Aos sábados, no Caderno Z, o jornalista Wanderson Nogueira explora a sua verve literária na coluna "Palavreando", onde fala de sentimentos e analisa o espírito e o comportamento humano.

sábado, 03 de dezembro de 2022

Estrelas cadentes são meteoritos que entram na atmosfera terrestre e com a pressão do ar queimam na escuridão da imensidão — dizem os homens da ciência. Os seres da poesia dirão que são estrelas — como as que apreciamos no grande teto sobre nós — que findam e explodem como fogos de artifício.
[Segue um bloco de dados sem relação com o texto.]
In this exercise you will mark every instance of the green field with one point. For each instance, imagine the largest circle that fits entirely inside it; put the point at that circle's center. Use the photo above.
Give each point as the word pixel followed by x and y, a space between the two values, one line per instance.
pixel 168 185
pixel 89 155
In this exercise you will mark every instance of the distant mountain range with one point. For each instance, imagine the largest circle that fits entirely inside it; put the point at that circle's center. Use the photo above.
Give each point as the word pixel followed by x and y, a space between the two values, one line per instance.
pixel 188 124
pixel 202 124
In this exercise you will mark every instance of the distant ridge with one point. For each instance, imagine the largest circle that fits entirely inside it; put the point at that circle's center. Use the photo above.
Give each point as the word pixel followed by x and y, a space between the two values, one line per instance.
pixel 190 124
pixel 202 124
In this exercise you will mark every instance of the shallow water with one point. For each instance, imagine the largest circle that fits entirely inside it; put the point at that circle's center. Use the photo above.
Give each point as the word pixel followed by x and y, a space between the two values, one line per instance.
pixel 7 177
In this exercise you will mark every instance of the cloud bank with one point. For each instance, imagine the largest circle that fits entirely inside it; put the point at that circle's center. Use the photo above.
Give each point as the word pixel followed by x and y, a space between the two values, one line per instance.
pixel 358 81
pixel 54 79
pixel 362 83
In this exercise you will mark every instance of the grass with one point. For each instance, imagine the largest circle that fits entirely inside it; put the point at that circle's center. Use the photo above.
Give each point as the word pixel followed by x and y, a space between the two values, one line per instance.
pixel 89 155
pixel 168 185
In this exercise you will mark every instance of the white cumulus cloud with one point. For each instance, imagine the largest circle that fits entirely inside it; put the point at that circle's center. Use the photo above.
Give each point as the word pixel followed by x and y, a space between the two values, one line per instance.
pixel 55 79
De forma bela, encerram sua viagem pelo espaço e desabrocham em luz antes de se chocarem com o fim. Ao invés de despencarem até arrebentarem em solo, se desfazem luminosas, riscando o firmamento de claridade. 

Os ingênuos — somente os ingênuos sonham sorrindo — farão pedidos, e, de uma maneira ou de outra serão atendidos. É assim há muitos anos. Vêm da nossa ancestralidade de esperançosos. Foram os esperançosos que nos trouxeram até aqui. Serão os esperançosos que nos farão caminhar e resistir ao sempre presente mal.

Somos como estrelas cadentes. Nossa viagem é ligeira. Passamos por planetas, astros maiores e menores, nebulosas, circundamos buracos negros. Por alguns satélites, até nos orientamos e nos encantamos por determinados cometas. Fazemos rastro de luz enquanto somos procura que se guia pela luz do Sol. 

Deciframos o desconhecido, mesmo sem ter exatidão do que se descobre ao descobrir, quando se descobre. Montamos em espaçonaves que nos levam de acordo com o combustível que a abastecemos. Pode ser de carência. Pode ser de euforia. Pode ser de otimismo ou de agudo pessimismo. Pode ser de paixão. Pode ser de fantasia. Pudera ser a sorte o único combustível possível. A determinação nem sempre determina glória. 

Mas essas aeronaves que pilotamos se alimentam de tudo e nos concedem certa liberdade em darmos a elas o que fabricamos. Aterrissamos em terrenos nem sempre planos. Às vezes, até mergulhamos em águas profundas sob-risco de se afogar. 

Mas, conscientes, navegamos na fina camada que nos garante ficar entre céu e mar. É suspeita quase certeira: há água em outros planetas para além da Terra. A ciência dirá que, com o tempo, nos desintegraremos como as estrelas cadentes. 

Os astrônomos têm razão. Mas os poetas acrescentarão que até lá haverá muita dor, alegria, encontros, ardores, expectativas e até desejos de eternidade. Entre dramas insanos e outros travestidos de sanidade, nossas histórias se desenharão sem rota totalmente planejada, sem garantias de que os destinos aplicados no GPS dos dias serão cumpridos, de que as viagens desempenharão com exatidão os minutos mostrados em tela.

Já sabemos e até nomeamos a distante HD1, a suposta galáxia mais distante de nós, a 13,5 bilhões de anos-luz. Conhecemos tão pouco sobre ela, tanto quanto conhecemos tão pouco sobre Earendel, a chamada “estrela da manhã” que demorou 12,9 bilhões de anos-luz para chegar ao nosso planeta. O que sabemos de Farfarout, Plutão, Saturno, Mercúrio ou da nossa Lua? E todos esses estão na mesma galáxia que nós! O que conhecemos da nossa própria morada?

Certeza é que há um ciclo: nascer, crescer, envelhecer, morrer. Ainda que para uns se envelheça menos por morrer cedo demais. Estrelas cadentes talvez tenham sede de vida. Uma sede repleta de agonia. Não porque sabem que vão morrer em explosão. Mas pela urgência de que estão próximas do fim quando cruzam a atmosfera terrestre.

O fim sempre está mais próximo a partir do nascimento. Essa sede pode ser menos angustiante se viver for viajar em plenitude mais do que explodir em luz.